Всегда попадаются на пути, ссылаются на законы, выдают себя за знакомых ваших знакомых, едва войдя, похлопывают вас по плечу, спрашивают, не нуждаясь в ответе (и не ожидают его), притворяются половичком-плевательницей-зубочисткой (бывшими в употреблении).
Их называют склочниками. С их уст не сходит: принять постановление о списании остаточных издержек, потребовать изменения приговора, подготовить к рассмотрению, издать распоряжение о сбережениях жертв войны, повлиять на приговор социального суда такой-то земли, на Управление недвижимости, на возврат предварительных расходов, касательно, в данном городе, возместить, неоднократно. После каждого собрания — едва люди начинают расходиться — они подступают ко мне (в то время как я мысленно уже подвожу черту) и излагают свои жалобы. Окружают плотным кольцом. Почти у всех гнилой запах изо рта. Говорят излишне громко, словно в зале суда, и больше всего боятся, что их прервут. А то и шепчут, вкрадчиво и настырно, или же восклицают с гневом и пафосом. Подобострастные. Затравленные. Прилично одетые господа.

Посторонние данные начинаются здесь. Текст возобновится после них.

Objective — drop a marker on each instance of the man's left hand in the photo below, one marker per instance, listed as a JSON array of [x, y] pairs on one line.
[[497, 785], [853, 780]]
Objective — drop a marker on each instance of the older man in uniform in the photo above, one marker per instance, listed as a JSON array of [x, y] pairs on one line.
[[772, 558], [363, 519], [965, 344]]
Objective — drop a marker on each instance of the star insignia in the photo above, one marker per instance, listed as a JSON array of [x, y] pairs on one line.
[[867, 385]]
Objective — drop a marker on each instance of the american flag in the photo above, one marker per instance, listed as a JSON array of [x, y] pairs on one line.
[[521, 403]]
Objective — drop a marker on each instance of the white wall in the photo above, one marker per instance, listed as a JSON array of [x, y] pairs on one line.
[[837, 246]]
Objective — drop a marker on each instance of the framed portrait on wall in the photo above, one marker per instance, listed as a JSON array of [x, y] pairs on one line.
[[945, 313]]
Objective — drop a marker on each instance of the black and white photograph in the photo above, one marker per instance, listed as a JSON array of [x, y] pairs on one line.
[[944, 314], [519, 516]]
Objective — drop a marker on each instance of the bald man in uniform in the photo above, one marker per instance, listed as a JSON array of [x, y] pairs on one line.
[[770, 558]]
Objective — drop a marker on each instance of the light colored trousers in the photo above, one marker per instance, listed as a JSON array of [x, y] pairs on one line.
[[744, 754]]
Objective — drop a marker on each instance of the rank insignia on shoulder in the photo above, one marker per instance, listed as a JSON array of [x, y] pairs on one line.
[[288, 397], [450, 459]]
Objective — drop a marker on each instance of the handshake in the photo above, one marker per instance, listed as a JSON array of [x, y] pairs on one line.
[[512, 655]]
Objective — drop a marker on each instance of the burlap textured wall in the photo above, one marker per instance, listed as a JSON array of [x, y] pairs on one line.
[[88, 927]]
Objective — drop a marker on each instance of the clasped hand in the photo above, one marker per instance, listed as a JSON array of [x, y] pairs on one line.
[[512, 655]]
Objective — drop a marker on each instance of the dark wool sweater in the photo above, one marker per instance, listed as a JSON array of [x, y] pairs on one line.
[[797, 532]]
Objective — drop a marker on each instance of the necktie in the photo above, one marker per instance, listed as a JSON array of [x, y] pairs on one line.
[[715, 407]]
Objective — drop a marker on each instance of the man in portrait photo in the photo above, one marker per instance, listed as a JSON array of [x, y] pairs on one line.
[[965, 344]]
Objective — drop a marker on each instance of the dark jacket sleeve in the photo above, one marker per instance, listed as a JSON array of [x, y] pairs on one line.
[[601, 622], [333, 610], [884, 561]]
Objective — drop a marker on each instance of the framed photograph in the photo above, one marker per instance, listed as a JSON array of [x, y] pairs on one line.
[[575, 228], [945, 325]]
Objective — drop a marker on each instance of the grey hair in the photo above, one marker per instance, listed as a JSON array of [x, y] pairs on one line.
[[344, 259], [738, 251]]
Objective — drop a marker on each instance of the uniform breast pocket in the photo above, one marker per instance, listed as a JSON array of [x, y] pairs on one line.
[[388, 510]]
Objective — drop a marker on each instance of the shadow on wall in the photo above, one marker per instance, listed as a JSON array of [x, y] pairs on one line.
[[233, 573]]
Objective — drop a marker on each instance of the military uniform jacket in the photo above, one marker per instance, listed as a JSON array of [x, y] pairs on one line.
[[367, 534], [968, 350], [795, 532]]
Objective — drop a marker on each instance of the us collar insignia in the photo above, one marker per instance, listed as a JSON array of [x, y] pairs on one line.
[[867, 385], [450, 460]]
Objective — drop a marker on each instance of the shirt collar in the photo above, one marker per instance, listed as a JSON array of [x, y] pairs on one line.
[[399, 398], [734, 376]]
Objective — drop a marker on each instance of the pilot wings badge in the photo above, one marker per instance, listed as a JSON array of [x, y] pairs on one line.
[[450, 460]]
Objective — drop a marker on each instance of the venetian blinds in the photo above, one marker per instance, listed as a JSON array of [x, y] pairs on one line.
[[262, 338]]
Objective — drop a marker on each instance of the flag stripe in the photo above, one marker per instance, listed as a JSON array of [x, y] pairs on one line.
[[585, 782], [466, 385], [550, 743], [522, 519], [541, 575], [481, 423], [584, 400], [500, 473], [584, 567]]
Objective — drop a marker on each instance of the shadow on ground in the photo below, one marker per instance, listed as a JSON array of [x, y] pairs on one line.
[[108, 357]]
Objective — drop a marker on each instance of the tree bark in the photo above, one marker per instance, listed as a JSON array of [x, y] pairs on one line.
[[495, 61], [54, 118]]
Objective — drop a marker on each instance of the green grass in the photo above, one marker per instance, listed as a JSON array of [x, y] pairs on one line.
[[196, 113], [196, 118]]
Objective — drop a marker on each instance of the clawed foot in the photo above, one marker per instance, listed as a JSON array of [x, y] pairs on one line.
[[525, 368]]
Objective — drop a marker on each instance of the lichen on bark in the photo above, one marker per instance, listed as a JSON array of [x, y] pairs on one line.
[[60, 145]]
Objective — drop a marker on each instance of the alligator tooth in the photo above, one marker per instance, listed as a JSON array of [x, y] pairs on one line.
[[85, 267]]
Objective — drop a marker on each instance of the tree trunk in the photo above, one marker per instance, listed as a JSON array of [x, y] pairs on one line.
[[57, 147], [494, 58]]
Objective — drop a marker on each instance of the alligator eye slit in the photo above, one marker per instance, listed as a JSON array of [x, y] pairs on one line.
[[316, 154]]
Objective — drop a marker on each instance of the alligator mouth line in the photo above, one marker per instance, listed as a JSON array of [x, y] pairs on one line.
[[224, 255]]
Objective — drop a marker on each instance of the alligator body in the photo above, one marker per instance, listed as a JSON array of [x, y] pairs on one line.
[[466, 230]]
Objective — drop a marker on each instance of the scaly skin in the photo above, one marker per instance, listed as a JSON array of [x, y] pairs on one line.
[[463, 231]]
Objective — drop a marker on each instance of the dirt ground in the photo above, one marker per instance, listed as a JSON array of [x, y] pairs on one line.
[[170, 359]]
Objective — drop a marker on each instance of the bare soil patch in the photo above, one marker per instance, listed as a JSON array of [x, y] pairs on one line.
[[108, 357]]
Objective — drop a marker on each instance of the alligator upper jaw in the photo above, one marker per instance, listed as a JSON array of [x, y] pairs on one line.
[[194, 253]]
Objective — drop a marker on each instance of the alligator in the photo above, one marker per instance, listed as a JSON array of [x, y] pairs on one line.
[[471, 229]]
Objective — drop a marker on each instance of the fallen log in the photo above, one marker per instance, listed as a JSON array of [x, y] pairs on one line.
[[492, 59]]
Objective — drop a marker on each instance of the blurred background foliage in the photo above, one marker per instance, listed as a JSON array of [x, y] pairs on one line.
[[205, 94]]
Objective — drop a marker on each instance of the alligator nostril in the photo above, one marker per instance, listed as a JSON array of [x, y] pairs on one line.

Они настойчиво просят меня полистать фотокопии, которые уже до меня много раз кем-то читаны и потрепаны по краям.
Переписка с адвокатами и (за это время умершими) руководителями отделов. Извещения об увольнении, отрицательные ответы, медицинские заключения (свищ прямой кишки). Передо мной выкладывают свидетельства священников и итоги судебно-медицинской экспертизы. Затасканные до дыр удостоверения. Кольхаас и его кони. (Когда Скептик рассказал в подвале эту вечно актуальную историю, Штомма воскликнул: «Так он же был в своем праве!»).
Я перелистываю бумажки. Бисерным почерком без полей. Красным подчеркнуто: «За якобы полученное разрешение на проезд… и после отказа в пособии для неимущих… Страх перед фактами… нагло замяли… Государство бесправия!»
Они просят и угрожают. Я говорю: «Так быстро я не могу…» Они: «Знаем мы эти отговорки…» На это я: «К сожалению, у меня сейчас нет времени…» Они: «Мы-то думали, вы — за справедливость…» Я: «Но сейчас мне пора…» Они: «Девять лет по судам…»
На их лицах — вера и преданность. (С тех пор как против улитки выдвинуто обвинение, все процессы естественным образом замедляются.) На других лицах — решимость бить в набат. Лица из прошлого. (Мои сувениры: реликты бюрократии.)
Такие, как Кольхаас, — периферия нашего движения. (Теперь он бегает по инстанциям и сам себе назначает сроки.)
Мои сроки накладываются друг на друга, в залах слишком жарко.
Слепые копии отрицательных ответов.
Приветственный адрес бессилия: «К сожалению…»
Общие, ставшие уже привычными завалы дел.
Все время возникают чрезвычайные обстоятельства: мы все перегружены.
А срочные случаи не можем обработать: в конце концов, мы не волшебники.
Время, как говорят потребители, бежит все быстрее.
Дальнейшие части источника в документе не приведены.